Pegasus: Élysée Palace speaks of “very serious” allegations – politics


The French government has responded to research by an international research consortium, according to which President Emmanuel Macron’s cell phone was targeted by the Pegasus spyware software.

From the Élysée Palace, on Tuesday evening, when asked: “If the allegations should prove to be correct, they would be very serious”. The revelations by the journalist group should be fully investigated. “We will of course not take this lightly,” said Gabriel Attal, the Élysée spokesman.

Apparently a Moroccan authority wanted to research the French president in 2019. One of the at least two numbers that Macron uses appeared in mid-2019 on a list of leaked telephone data that a network to which the Southgerman newspaper, NDR, WDR and The time belong.
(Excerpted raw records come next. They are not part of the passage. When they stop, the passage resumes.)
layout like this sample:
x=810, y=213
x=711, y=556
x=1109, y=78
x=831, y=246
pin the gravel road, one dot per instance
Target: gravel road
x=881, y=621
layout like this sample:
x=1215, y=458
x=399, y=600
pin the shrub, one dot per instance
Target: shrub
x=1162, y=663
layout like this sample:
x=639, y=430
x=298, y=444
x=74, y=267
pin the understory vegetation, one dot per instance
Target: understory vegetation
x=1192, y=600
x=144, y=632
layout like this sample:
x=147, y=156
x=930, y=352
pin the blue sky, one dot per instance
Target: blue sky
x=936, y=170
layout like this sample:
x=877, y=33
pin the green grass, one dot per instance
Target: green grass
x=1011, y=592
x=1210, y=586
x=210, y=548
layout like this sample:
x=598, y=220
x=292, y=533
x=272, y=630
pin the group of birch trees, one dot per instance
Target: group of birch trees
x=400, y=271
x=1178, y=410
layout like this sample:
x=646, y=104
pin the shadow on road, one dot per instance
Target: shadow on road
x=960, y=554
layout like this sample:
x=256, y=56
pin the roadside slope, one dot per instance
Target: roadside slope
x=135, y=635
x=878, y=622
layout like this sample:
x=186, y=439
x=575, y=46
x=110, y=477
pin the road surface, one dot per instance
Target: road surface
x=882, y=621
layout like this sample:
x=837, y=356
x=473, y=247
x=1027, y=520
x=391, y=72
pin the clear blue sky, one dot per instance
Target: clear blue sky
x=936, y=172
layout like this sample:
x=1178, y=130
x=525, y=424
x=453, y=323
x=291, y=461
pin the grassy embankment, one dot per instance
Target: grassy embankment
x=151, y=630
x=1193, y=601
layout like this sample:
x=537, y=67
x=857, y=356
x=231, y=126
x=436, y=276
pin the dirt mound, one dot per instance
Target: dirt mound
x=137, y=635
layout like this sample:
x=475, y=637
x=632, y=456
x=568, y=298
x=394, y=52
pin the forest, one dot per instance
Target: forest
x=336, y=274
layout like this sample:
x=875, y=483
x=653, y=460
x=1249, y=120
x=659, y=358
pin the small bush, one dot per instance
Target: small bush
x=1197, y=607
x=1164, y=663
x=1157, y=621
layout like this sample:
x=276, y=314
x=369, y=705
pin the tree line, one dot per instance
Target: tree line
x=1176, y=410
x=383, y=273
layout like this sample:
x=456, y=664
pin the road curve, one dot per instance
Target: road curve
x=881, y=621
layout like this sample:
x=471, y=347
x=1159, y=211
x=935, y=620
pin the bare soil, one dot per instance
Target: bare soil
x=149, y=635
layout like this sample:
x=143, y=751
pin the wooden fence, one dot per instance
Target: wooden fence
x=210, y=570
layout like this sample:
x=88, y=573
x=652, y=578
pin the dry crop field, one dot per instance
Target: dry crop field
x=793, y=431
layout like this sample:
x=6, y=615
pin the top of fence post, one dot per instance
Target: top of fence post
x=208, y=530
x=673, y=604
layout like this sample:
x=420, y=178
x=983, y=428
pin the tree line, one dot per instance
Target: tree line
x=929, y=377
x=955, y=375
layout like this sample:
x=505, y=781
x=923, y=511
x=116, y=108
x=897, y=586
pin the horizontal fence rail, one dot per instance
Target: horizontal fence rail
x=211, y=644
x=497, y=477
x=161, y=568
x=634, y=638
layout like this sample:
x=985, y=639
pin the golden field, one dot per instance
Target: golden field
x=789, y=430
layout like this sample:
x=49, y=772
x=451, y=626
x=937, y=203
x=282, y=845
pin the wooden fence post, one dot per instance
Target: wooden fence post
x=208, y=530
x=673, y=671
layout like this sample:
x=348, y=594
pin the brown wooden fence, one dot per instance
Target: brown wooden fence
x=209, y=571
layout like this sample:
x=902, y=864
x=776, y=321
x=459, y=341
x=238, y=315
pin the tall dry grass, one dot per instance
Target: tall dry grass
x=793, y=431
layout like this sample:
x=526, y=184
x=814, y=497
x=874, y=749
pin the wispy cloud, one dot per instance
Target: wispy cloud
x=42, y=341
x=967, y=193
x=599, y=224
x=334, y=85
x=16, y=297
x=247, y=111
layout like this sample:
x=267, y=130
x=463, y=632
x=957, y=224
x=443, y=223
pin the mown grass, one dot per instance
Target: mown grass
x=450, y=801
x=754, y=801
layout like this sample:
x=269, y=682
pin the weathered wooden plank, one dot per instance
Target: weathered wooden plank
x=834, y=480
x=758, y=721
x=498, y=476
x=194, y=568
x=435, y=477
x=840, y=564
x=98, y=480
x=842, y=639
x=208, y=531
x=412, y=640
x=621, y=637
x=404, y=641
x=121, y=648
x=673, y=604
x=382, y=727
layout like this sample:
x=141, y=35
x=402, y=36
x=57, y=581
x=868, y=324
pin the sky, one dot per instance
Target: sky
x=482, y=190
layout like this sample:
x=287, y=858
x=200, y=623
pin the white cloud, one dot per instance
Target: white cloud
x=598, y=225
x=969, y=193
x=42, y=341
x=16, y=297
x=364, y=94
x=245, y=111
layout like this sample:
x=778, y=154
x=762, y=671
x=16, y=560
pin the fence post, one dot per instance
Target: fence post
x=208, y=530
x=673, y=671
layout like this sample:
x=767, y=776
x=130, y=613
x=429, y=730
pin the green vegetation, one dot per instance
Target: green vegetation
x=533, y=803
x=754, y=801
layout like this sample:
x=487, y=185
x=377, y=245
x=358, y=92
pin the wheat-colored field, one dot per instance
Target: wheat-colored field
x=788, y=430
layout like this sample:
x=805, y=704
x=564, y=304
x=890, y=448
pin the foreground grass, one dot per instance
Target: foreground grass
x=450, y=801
Overall, the leak of the Pegasus project contains the telephone numbers of 14 heads of state or government who could have been victims of the cell phone spy Pegasus during their tenure.

Affected are, among others, the Yemeni Prime Minister Ahmed Obeid bin Daghr, Saad Hariri from Lebanon, Ruhakana Rugunda from Uganda, the Algerian Prime Minister Noureddine Bedoui, Mustafa Madbuli from Egypt, Prime Minister Saad-Eddine El Othmani from Morocco and Imran Khan, the Prime Minister of Pakistan.
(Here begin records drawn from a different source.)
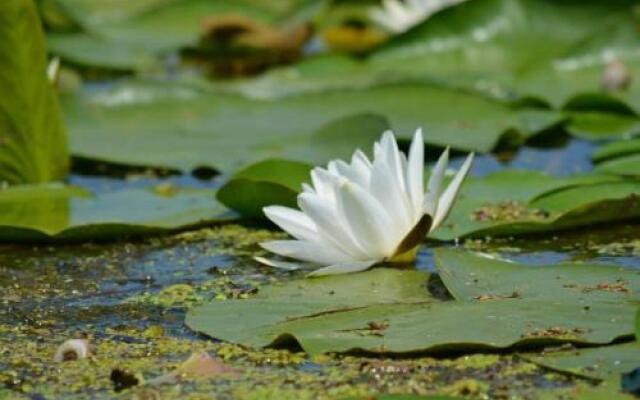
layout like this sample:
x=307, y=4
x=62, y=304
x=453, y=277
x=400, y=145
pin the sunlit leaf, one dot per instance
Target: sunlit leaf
x=33, y=144
x=67, y=213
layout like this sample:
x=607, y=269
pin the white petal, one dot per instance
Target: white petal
x=329, y=225
x=449, y=196
x=415, y=173
x=434, y=188
x=287, y=266
x=341, y=168
x=386, y=189
x=315, y=252
x=367, y=220
x=344, y=268
x=292, y=221
x=306, y=188
x=360, y=158
x=389, y=150
x=324, y=183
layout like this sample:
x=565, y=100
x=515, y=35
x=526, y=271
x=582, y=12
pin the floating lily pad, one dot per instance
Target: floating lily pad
x=264, y=184
x=470, y=277
x=366, y=318
x=601, y=125
x=628, y=166
x=67, y=213
x=185, y=126
x=502, y=204
x=617, y=149
x=33, y=145
x=521, y=202
x=599, y=363
x=136, y=32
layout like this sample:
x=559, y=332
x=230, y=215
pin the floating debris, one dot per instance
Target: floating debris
x=73, y=349
x=509, y=211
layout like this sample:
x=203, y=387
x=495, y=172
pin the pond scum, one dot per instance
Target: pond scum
x=135, y=327
x=163, y=116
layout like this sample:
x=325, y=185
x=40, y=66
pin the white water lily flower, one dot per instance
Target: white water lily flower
x=365, y=212
x=399, y=16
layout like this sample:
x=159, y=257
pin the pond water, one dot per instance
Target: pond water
x=119, y=294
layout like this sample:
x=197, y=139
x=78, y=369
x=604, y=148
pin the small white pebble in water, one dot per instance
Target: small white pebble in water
x=73, y=349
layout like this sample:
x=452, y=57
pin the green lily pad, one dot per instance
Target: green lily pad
x=628, y=166
x=600, y=125
x=520, y=48
x=504, y=48
x=598, y=363
x=134, y=33
x=506, y=203
x=33, y=145
x=616, y=149
x=471, y=277
x=264, y=184
x=334, y=314
x=522, y=202
x=66, y=213
x=183, y=126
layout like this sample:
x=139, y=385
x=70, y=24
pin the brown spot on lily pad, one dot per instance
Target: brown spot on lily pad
x=555, y=332
x=508, y=211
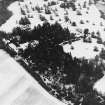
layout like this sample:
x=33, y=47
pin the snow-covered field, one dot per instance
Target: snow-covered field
x=90, y=17
x=17, y=87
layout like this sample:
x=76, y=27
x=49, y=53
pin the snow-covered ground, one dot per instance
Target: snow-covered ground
x=17, y=87
x=90, y=17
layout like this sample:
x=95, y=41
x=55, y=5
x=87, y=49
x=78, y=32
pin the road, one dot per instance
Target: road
x=17, y=87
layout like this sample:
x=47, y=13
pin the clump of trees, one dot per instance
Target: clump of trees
x=48, y=57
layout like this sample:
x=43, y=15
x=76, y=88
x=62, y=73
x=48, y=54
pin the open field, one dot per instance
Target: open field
x=4, y=13
x=18, y=87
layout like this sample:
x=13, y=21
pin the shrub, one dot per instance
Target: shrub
x=42, y=18
x=24, y=21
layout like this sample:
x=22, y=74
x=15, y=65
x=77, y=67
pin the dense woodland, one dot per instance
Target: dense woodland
x=48, y=59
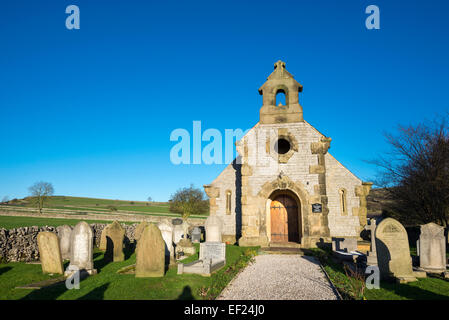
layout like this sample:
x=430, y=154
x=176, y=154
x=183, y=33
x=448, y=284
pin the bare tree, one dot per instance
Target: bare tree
x=415, y=173
x=40, y=191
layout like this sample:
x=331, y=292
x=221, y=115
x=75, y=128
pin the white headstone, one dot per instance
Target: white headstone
x=432, y=248
x=64, y=240
x=213, y=227
x=167, y=235
x=177, y=233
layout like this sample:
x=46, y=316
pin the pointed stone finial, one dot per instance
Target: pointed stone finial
x=279, y=65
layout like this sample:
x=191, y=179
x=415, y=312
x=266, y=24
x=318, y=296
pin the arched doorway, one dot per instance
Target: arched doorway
x=284, y=216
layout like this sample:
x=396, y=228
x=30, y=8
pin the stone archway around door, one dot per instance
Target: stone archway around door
x=284, y=217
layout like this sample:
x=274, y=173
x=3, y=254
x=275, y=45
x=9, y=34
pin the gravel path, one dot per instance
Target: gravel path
x=280, y=277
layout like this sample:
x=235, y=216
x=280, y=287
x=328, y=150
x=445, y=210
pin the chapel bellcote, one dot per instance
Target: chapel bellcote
x=281, y=82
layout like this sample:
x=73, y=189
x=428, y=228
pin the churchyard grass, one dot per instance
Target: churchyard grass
x=108, y=284
x=350, y=288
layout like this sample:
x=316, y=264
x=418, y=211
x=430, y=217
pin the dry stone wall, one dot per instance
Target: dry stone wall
x=20, y=244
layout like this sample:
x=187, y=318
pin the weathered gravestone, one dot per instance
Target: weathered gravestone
x=432, y=248
x=344, y=244
x=64, y=240
x=167, y=235
x=213, y=227
x=196, y=235
x=103, y=240
x=139, y=230
x=393, y=252
x=177, y=233
x=150, y=253
x=81, y=249
x=49, y=252
x=215, y=251
x=212, y=253
x=115, y=235
x=371, y=256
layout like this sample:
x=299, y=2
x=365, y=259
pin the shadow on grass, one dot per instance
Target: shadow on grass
x=4, y=270
x=96, y=294
x=412, y=292
x=186, y=294
x=47, y=293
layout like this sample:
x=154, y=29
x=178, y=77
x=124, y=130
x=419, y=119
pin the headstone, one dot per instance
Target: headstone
x=177, y=233
x=50, y=253
x=185, y=229
x=393, y=252
x=64, y=240
x=213, y=227
x=344, y=244
x=432, y=248
x=212, y=257
x=371, y=256
x=115, y=235
x=81, y=249
x=196, y=235
x=213, y=250
x=103, y=240
x=167, y=235
x=150, y=255
x=139, y=230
The Paris-based non-profit editorial staff Forbidden Stories and the human rights organization Amnesty International were given access to the sensitive data, which they then shared with 18 editorial teams from ten countries.

According to the research, these are the numbers of potential spying targets that were targeted by customers of the Israeli espionage company NSO Group. With the Trojan developed and distributed by NSO called Pegasus, a digital cell phone spy, cell phones can be scanned and eavesdropped on without being noticed.
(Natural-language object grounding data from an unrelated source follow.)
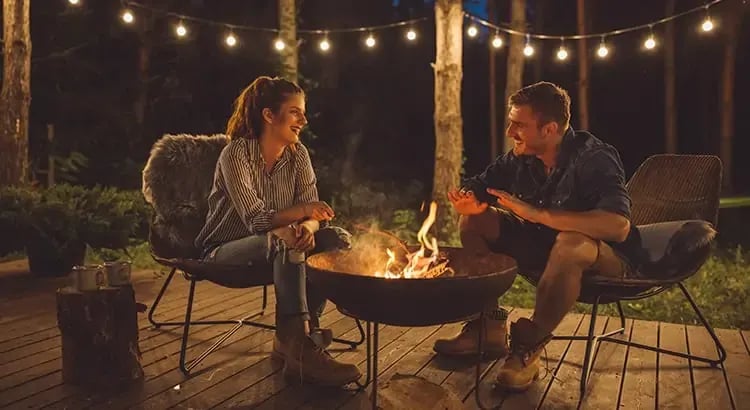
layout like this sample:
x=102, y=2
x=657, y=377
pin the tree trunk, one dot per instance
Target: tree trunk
x=670, y=104
x=99, y=334
x=495, y=143
x=514, y=79
x=288, y=34
x=583, y=68
x=15, y=96
x=732, y=23
x=448, y=121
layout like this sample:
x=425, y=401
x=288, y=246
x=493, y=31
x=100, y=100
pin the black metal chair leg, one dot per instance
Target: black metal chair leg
x=591, y=342
x=622, y=317
x=158, y=299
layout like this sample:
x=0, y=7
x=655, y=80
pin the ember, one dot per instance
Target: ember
x=418, y=264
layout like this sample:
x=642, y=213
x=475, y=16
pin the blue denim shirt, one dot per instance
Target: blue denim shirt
x=588, y=175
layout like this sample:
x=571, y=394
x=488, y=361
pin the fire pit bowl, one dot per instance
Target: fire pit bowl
x=346, y=278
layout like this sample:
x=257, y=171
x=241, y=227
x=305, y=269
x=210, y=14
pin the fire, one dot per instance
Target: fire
x=418, y=264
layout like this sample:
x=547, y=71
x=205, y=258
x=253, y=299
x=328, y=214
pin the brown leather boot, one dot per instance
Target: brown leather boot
x=307, y=362
x=467, y=341
x=521, y=369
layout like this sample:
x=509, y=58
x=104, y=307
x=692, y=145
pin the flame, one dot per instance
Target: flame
x=417, y=263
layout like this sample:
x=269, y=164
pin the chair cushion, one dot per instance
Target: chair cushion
x=674, y=248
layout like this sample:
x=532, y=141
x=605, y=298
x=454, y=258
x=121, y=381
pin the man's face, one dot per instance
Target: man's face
x=524, y=129
x=288, y=123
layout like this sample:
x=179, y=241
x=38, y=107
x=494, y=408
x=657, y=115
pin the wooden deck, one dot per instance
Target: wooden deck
x=242, y=374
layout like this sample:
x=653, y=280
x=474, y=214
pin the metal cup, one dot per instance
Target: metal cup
x=118, y=272
x=89, y=277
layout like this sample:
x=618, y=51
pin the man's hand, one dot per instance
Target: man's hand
x=320, y=211
x=305, y=238
x=515, y=205
x=466, y=203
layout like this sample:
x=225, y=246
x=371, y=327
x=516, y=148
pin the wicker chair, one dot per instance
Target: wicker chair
x=664, y=188
x=176, y=182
Emmanuel Macron is known for making excessive use of his cell phones, including for government activities. In the Pegasus project data there is now a telephone number that he has obtained from information from the SZ partner Le Monde used since at least 2017. Macron could also be reached on this number in the past few days.

In fact, it is unclear whether the phones of the politicians concerned were actually infected with the spyware. This evidence could only be provided through a forensic examination of the devices, which so far none of the politicians has officially approved.